Repudiation of upper-caste fashion through idealizing/desire to emulate imperialists’ fashion; Bakha’s admiration for the rulers–British– of his rulers–elite castes. Bitterness toward (his) oppressor manifests through appreciation of the Ultimate Oppressor–a bit ironic.

Anand, Mulk Raj. Untouchable. London, England: Penguin, 1986. Print.

 

Untouchable

“Like a ray of light shooting through the darkness, the recognition of his position, the significance of his lot dawned upon him. It illuminated the inner chambers of his mind. Everything that had happened to him traced its course up to this light and got the answer.”

Mulk Raj Anand, Untouchable (New York: Penguin Books, 1940), 52.

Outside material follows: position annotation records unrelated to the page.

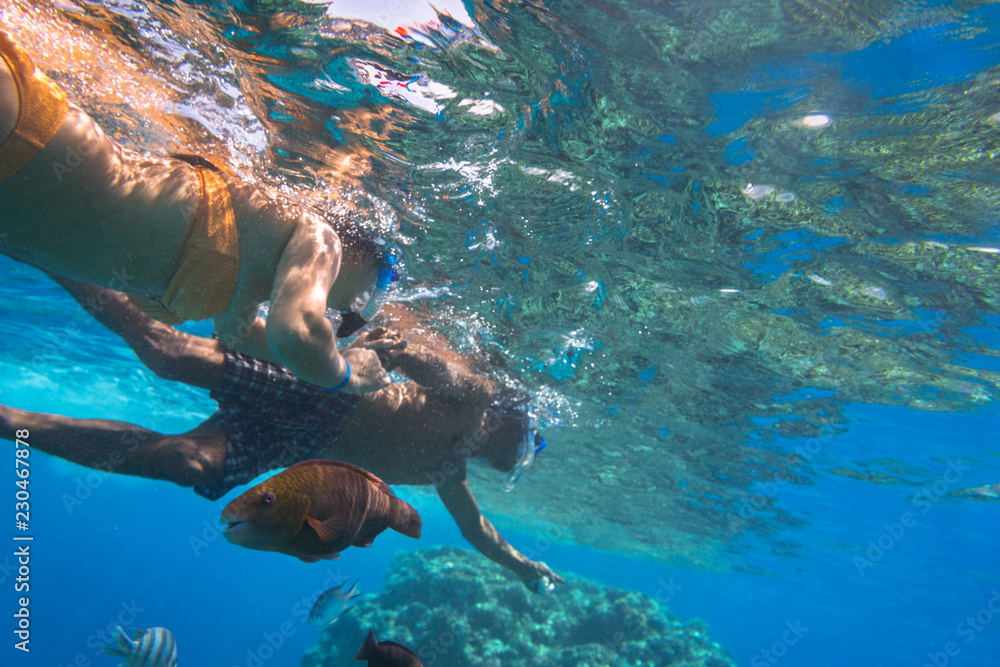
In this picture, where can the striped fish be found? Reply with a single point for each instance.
(151, 648)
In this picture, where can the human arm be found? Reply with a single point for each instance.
(169, 353)
(477, 529)
(448, 375)
(297, 330)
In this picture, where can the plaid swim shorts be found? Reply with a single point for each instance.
(271, 419)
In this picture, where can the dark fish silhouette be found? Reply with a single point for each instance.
(386, 654)
(316, 509)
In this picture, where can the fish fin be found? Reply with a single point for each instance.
(369, 649)
(123, 644)
(382, 486)
(366, 539)
(328, 530)
(406, 520)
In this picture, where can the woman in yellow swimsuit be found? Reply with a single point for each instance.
(181, 235)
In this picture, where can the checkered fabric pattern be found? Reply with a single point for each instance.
(272, 419)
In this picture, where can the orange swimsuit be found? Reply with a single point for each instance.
(41, 109)
(205, 280)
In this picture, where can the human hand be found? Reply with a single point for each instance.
(367, 373)
(387, 343)
(539, 578)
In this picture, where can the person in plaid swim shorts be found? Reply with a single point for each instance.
(421, 432)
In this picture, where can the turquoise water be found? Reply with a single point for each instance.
(748, 397)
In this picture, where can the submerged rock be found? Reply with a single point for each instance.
(455, 609)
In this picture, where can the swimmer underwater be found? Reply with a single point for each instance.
(420, 432)
(182, 235)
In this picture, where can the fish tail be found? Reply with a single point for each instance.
(369, 649)
(123, 644)
(406, 520)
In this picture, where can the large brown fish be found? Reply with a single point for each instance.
(316, 509)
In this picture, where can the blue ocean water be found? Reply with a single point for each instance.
(876, 564)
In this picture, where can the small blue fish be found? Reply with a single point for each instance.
(332, 605)
(151, 648)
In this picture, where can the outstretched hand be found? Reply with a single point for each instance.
(539, 578)
(386, 343)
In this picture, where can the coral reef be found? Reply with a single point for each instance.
(453, 608)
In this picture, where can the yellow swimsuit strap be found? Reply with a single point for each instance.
(42, 106)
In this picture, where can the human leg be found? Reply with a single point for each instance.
(187, 459)
(171, 354)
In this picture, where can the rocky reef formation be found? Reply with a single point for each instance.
(455, 609)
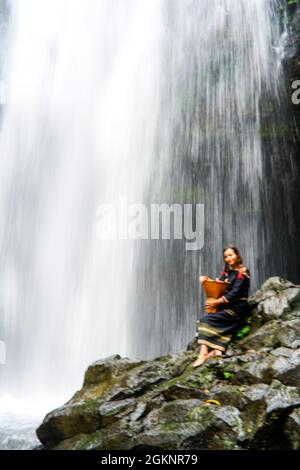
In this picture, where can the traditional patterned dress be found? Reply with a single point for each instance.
(215, 330)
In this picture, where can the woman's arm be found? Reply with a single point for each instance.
(237, 287)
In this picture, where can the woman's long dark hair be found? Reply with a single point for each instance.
(237, 252)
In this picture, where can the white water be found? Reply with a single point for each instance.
(110, 98)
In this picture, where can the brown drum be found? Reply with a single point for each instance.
(214, 289)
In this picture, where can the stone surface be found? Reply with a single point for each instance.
(248, 399)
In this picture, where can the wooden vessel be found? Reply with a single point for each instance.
(214, 289)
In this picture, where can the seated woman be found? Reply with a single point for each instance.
(215, 330)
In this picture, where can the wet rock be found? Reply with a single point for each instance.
(247, 399)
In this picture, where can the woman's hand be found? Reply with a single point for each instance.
(212, 303)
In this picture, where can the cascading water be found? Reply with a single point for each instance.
(147, 102)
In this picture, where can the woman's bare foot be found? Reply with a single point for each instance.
(200, 360)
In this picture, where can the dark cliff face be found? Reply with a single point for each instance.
(248, 399)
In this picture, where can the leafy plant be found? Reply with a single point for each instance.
(227, 375)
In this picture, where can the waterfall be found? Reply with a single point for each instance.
(149, 102)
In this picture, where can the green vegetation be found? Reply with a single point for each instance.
(227, 375)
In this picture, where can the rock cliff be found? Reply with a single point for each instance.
(248, 399)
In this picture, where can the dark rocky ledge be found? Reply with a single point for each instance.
(164, 403)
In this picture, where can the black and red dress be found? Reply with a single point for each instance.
(215, 330)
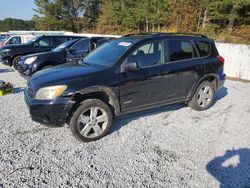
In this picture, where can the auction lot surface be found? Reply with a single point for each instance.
(173, 146)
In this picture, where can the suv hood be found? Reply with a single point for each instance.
(14, 46)
(67, 74)
(49, 53)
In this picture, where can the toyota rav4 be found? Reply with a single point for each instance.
(133, 73)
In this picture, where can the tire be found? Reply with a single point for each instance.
(84, 121)
(15, 62)
(203, 97)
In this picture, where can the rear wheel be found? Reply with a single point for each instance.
(15, 62)
(203, 97)
(91, 121)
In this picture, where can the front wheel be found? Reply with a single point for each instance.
(91, 121)
(203, 97)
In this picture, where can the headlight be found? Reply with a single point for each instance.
(49, 93)
(30, 60)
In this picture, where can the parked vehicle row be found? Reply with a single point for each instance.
(17, 39)
(70, 51)
(126, 75)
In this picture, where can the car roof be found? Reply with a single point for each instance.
(143, 36)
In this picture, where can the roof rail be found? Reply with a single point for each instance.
(131, 34)
(159, 34)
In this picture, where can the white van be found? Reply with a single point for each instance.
(17, 39)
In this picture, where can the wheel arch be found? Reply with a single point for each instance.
(211, 77)
(14, 56)
(102, 93)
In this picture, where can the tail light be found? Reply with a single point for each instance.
(220, 59)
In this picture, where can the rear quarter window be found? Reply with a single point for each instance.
(203, 48)
(180, 50)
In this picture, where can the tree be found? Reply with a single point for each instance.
(225, 13)
(16, 24)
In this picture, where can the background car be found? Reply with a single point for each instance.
(70, 51)
(10, 55)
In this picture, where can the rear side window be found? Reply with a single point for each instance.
(180, 50)
(81, 46)
(203, 48)
(15, 40)
(56, 41)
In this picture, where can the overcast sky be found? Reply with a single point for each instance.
(21, 9)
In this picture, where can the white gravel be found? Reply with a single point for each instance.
(167, 147)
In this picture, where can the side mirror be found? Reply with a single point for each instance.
(73, 51)
(130, 66)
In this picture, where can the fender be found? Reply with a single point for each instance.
(198, 82)
(113, 100)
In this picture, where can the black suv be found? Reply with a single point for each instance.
(70, 51)
(10, 55)
(133, 73)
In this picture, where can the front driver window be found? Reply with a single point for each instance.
(148, 54)
(15, 40)
(44, 42)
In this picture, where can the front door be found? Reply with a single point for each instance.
(148, 85)
(184, 68)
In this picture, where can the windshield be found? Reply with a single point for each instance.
(108, 53)
(63, 46)
(3, 39)
(33, 40)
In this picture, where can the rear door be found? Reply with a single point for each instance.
(184, 68)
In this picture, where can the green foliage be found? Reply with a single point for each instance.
(16, 24)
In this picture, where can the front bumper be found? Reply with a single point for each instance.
(49, 112)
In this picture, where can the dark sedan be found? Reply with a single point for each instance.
(70, 51)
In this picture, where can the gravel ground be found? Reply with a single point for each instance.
(172, 146)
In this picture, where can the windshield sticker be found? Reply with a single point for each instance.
(124, 44)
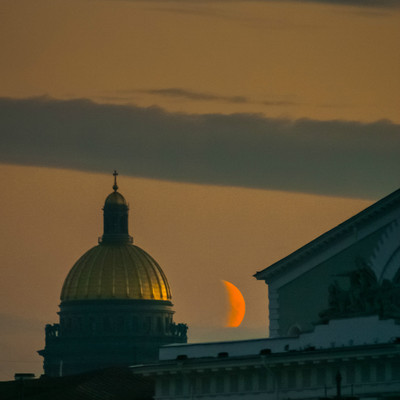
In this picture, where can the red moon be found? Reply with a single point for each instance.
(237, 305)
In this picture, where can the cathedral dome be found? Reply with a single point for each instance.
(116, 272)
(115, 198)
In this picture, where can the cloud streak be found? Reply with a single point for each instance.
(351, 3)
(186, 94)
(325, 157)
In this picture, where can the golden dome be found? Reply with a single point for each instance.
(115, 198)
(121, 271)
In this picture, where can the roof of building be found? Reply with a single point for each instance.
(111, 383)
(367, 216)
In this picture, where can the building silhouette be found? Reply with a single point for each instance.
(115, 306)
(334, 312)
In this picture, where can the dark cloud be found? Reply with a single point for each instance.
(326, 157)
(185, 94)
(193, 95)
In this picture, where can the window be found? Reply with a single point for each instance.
(306, 377)
(159, 324)
(233, 383)
(147, 324)
(165, 386)
(178, 386)
(365, 373)
(205, 384)
(262, 381)
(321, 376)
(380, 372)
(220, 384)
(135, 323)
(248, 381)
(350, 374)
(291, 375)
(107, 324)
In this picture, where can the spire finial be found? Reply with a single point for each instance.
(115, 186)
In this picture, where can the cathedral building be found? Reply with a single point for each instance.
(116, 307)
(334, 310)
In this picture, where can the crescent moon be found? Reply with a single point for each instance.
(237, 305)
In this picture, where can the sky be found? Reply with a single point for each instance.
(241, 130)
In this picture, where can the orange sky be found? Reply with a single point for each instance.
(303, 59)
(198, 234)
(280, 59)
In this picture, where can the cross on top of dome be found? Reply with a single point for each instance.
(115, 186)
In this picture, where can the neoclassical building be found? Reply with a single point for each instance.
(116, 307)
(334, 308)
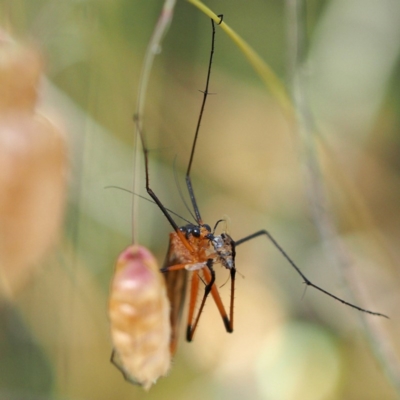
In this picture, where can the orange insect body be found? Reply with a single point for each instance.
(139, 316)
(195, 249)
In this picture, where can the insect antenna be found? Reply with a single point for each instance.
(306, 280)
(205, 94)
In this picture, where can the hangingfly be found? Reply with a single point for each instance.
(195, 248)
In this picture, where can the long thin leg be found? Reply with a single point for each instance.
(306, 280)
(209, 276)
(205, 94)
(152, 194)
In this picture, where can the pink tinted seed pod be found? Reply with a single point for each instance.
(139, 318)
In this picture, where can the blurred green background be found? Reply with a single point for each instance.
(251, 165)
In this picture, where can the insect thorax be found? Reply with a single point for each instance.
(221, 245)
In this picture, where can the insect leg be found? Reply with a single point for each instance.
(306, 280)
(209, 276)
(205, 94)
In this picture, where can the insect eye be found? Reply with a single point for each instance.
(196, 232)
(207, 227)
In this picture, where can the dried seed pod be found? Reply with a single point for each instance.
(20, 70)
(33, 165)
(33, 160)
(139, 316)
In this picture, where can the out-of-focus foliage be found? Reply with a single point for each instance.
(249, 165)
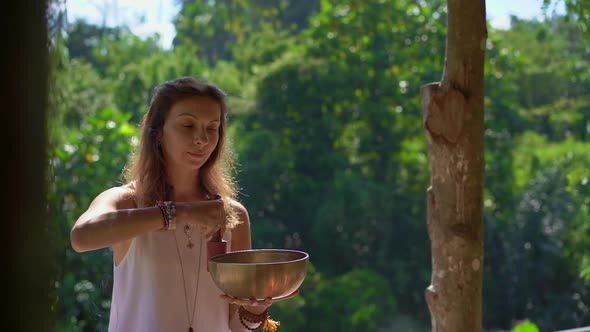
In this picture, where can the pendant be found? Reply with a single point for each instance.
(188, 231)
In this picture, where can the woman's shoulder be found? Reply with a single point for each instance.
(123, 196)
(238, 206)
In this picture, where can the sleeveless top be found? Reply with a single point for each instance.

I think prior to this scene, Bakha identified his sweeper status as something that dictated his everyday duties, not something that “touched” his inner self or defined his character. But in writing that the light, or Bakha’s “recognition of his position,” had “illuminated the inner chambers of his mind,” Anand illustrates that Bakha has internalized others’ views of himself as “untouchable.” His sweeper status and the way the upper castes and non-sweeper outcastes treat him aren’t just external forces to him anymore, as they have now corrupted his own sense of self.